— Давай просто прогуляемся, — предложила Мэри, которая нервничала куда меньше, чем я.

Она была в восторге от проплывающих мимо разукрашенных цветами платформ, на которых размещались ансамбли, исполняющие рэгги и калипсо, от эксцентричных пантомим и детских спектаклей «из райской жизни» или на тему популярных телевизионных шоу. Спектакли шли прямо на медленно движущихся грузовиках и были окружены толпами людей всех национальностей земного шара. Мы присоединились к большой приплясывающей толпе, следовавшей за группой «Танцующие птицы». Все кругом были украшены перьями — кто изображал птицу-лиру, кто райскую птицу. Их роскошные плюмажи покачивались в ритм музыке, напоминая мне кур сестер Скараманга. За ними шли «зулусы» с львиными гривами, страусовыми головными уборами и зеброидными щитами, затем танцоры-ашанти в ярко раскрашенных деревянных масках и с палками-погремушками, растаманы, баптисты и «пантеры». Все принимали участие в этом празднике единения, ставшем временем освобождения, товарищества и очищения для каждого, кто его ждал, не важно, белого или черного. Празднике, внесшем цвет, свет и жизнь в задавленные тоской трущобы Северного Кенсингтона. Барабаны стучали, басы гудели, и даже самые зажатые невольно начинали притоптывать.

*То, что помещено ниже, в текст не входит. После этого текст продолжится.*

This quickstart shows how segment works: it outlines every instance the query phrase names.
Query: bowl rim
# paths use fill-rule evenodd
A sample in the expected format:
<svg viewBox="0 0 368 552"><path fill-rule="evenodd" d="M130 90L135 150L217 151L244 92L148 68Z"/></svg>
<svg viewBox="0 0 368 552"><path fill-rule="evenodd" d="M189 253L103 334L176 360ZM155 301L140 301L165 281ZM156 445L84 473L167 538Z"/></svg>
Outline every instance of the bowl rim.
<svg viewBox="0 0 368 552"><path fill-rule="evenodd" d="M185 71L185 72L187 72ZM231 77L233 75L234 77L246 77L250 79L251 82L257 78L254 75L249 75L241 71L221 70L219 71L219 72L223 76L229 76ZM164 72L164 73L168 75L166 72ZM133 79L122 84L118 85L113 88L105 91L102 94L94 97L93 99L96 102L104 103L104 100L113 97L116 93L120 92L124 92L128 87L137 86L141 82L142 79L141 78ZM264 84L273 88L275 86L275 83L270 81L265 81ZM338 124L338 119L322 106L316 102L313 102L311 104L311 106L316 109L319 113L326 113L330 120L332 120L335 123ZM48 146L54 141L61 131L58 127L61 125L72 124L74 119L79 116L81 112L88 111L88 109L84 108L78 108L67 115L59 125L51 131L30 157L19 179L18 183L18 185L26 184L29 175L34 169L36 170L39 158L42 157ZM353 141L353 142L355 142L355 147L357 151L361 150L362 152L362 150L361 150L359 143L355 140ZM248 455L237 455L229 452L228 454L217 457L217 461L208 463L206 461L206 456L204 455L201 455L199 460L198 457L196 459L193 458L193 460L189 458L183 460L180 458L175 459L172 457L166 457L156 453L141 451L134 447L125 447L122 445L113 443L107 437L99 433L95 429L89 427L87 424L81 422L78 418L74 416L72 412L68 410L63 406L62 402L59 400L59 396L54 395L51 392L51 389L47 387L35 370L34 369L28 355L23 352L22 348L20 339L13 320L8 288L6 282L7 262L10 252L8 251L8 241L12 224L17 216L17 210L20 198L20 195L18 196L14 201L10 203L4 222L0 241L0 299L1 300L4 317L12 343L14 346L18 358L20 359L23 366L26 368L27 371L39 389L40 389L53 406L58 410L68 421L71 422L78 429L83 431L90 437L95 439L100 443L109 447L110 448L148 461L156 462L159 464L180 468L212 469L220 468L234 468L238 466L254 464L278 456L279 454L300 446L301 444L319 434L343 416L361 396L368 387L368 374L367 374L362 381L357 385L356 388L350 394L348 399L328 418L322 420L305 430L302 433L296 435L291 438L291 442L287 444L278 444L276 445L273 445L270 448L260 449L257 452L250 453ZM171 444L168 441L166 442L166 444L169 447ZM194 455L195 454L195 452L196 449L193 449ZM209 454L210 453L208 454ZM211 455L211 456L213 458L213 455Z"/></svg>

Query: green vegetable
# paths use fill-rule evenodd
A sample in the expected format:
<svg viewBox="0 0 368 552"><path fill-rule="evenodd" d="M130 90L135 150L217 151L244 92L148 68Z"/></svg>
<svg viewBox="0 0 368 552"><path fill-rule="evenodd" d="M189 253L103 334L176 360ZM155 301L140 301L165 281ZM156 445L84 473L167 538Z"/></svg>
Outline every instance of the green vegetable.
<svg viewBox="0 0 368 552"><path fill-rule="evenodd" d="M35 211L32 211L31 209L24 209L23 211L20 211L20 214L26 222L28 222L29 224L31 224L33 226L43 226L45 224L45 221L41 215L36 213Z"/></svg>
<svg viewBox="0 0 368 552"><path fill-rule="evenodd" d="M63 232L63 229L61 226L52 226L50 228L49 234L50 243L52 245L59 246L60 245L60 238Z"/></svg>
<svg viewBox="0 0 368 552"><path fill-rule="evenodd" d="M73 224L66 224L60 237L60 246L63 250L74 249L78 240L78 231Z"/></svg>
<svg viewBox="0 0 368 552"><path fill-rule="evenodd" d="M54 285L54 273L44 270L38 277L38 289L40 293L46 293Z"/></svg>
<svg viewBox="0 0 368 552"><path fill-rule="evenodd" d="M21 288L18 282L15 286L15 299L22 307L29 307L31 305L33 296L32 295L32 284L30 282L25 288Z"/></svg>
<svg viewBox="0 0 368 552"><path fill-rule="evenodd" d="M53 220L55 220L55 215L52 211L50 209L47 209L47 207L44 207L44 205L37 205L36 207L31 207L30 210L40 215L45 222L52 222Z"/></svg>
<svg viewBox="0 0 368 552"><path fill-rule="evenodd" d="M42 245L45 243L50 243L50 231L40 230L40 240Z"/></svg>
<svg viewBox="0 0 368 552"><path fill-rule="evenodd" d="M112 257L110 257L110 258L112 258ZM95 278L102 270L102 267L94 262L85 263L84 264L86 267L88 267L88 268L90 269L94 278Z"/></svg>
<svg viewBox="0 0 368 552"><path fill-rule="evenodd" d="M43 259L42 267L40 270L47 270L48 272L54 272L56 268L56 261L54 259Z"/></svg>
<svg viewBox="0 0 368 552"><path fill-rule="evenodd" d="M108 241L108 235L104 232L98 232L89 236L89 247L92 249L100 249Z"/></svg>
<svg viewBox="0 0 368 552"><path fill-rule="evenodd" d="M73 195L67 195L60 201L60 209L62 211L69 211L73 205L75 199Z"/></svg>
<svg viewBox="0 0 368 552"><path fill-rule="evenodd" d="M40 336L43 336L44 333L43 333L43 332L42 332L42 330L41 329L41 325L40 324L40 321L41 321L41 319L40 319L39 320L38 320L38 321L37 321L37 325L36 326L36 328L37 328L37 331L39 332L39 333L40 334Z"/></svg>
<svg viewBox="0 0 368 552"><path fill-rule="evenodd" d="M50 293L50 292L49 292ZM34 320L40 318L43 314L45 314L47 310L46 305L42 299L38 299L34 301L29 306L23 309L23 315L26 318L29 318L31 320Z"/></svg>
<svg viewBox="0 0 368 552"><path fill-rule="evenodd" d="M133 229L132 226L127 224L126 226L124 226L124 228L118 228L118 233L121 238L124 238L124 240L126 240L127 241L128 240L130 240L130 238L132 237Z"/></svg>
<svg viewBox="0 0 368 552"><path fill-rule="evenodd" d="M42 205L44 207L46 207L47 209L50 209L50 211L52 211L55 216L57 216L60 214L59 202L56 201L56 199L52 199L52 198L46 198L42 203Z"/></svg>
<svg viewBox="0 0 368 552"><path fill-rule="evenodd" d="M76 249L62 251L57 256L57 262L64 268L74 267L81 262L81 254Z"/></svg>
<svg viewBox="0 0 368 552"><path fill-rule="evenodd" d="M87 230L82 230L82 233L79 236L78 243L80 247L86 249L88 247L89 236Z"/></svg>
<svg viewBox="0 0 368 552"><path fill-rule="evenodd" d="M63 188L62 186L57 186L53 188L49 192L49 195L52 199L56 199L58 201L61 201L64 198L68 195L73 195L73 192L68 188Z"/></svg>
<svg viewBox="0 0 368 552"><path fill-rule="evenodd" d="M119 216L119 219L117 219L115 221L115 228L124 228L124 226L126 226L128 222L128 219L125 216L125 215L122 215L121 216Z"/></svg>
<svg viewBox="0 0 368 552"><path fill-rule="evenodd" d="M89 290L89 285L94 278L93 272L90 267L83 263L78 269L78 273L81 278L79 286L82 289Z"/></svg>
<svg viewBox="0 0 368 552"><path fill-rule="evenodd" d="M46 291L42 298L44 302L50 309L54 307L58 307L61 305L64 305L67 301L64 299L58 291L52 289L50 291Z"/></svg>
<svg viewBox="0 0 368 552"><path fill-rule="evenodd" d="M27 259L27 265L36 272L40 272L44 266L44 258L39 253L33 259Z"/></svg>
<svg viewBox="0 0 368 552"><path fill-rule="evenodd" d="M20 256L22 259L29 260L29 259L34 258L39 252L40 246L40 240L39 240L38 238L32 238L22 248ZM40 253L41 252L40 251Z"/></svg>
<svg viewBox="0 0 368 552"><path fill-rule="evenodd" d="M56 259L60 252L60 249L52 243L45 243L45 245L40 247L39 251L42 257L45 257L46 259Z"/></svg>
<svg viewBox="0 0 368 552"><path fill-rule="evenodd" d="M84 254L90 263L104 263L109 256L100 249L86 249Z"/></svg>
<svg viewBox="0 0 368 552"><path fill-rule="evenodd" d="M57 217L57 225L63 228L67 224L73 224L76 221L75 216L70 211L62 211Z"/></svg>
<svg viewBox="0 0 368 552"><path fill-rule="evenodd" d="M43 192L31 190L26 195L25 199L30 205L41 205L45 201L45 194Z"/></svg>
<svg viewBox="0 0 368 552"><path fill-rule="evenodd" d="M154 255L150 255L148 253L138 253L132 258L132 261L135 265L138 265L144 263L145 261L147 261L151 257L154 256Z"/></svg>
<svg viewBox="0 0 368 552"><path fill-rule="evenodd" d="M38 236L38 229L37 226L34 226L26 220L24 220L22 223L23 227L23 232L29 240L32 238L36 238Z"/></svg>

И только полицейские — бледные, настороженные, движущиеся по тротуару вровень с шествием — не были захвачены духом карнавала. В прежние времена полицейским даже нравилось здесь, но тогда их было гораздо меньше. А теперь полицейских было больше, чем гражданских лиц, и, когда мы повернули вверх к укрытому листвой парку Кембридж-Гарденз и двинулись в сторону Портобелло-Грин, я заметил парней с щитами и в шлемах, укрывавшихся в тени под арками автобана, и снова увидел мужчин в плащах и кожаных куртках, пытавшихся успокоить «своих людей». Я знал, сколь многим обязаны полицейские этим народным лидерам, которые куда больше бледных паникеров, с горячей ненавистью выглядывающих из-под своих шлемов, были способны навести здесь закон и порядок.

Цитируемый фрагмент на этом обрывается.